Den abgerissenen Dialog zwischen Bürgern und Regierung wiederherzustellen, sieht der Dichter nun als seine vordringlichste Aufgabe an. Angesichts knapper Kassen müsse das Volk mitreden können, welche Prioritäten in der Kulturpolitik gesetzt werden sollen. Nur dann wird es auch schmerzliche Entscheidungen mittragen. Dazu sei es aber erst einmal wichtig, überhaupt Orte für einen solchen Dialog zu schaffen. Europäische Erfahrungen, so Odischaria, könnten da sehr hilfreich sein.

"Im vergangenen Jahr war ich in Belgien und habe dort gesehen, dass sogar Dörfer ein Kino haben können, Orte, an denen man sich zum Tanzen oder zum Diskutieren trifft. Wenn es aber in Georgien dunkel wird, erstirbt das Leben in unserem Land. Stellen Sie sich vor, in unserem Land gibt es gerade einmal zwei Kinos. Es gibt einfach keine Orte, keine Kulturzentren mehr, an denen sich die Menschen treffen können. Hier wollen wir beginnen, wir wollen alte Kulturhäuser neu beleben oder, wo das nicht möglich ist, neue bauen. Die Idee ist, dass die Leute sich dort treffen und wichtige Themen diskutieren und Ideen entwickeln können."

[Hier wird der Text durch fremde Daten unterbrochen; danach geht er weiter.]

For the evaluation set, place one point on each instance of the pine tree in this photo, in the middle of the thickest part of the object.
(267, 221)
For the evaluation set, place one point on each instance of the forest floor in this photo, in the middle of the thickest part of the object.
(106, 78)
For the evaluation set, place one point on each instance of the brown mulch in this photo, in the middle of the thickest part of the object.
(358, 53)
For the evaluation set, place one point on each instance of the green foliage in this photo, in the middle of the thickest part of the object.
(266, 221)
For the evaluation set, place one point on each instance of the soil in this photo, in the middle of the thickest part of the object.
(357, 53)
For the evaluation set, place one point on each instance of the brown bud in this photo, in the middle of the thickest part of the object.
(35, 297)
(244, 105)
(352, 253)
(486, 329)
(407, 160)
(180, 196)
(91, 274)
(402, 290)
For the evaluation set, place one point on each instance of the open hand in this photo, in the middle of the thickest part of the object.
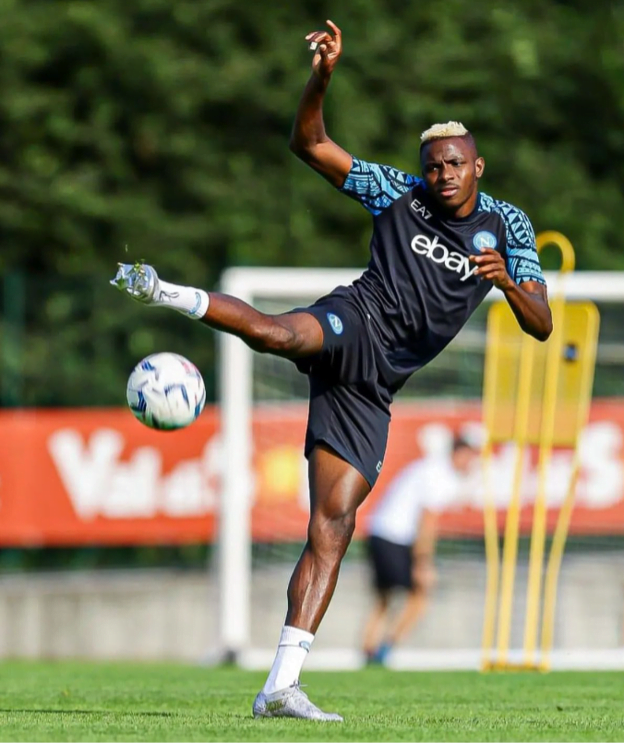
(491, 265)
(327, 50)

Eigentlich sollten Künstler sich von der Politik fernhalten, sie eher kritisch begleiten. Dass er das Amt dennoch annahm, hat auch mit dem festen Willen der neuen Regierung zu tun, die abgerissenen Kontakte zu Süd-Ossetien und Abchasien neu zu knüpfen. Odischaria ist, dank engagierter Projekte in der jüngsten Vergangenheit, einer der wenigen Politiker, die frei in der Region reisen können. Vor allem eine gemeinsame Anthologie mit süd-ossetischen und abchasischen Autoren begründete seinen Ruf als Vermittler und Brückenbauer. Heute könnte sich dieses Buch geradezu als Glücksfall für die krisengeschüttelte Region erweisen

"Mein Freund Daur Nachkebia ist jetzt Bildungsminister in Abchasien. Marina Chibirova ist in Süd-Ossetien Bildungsminister. Es ist wie ein Schicksal, das wir drei an dieser Anthologie zusammengearbeitet haben. Jetzt ergibt sich so die Möglichkeit, einen Dialog zu führen und Schritt für Schritt unsere Probleme zu lösen."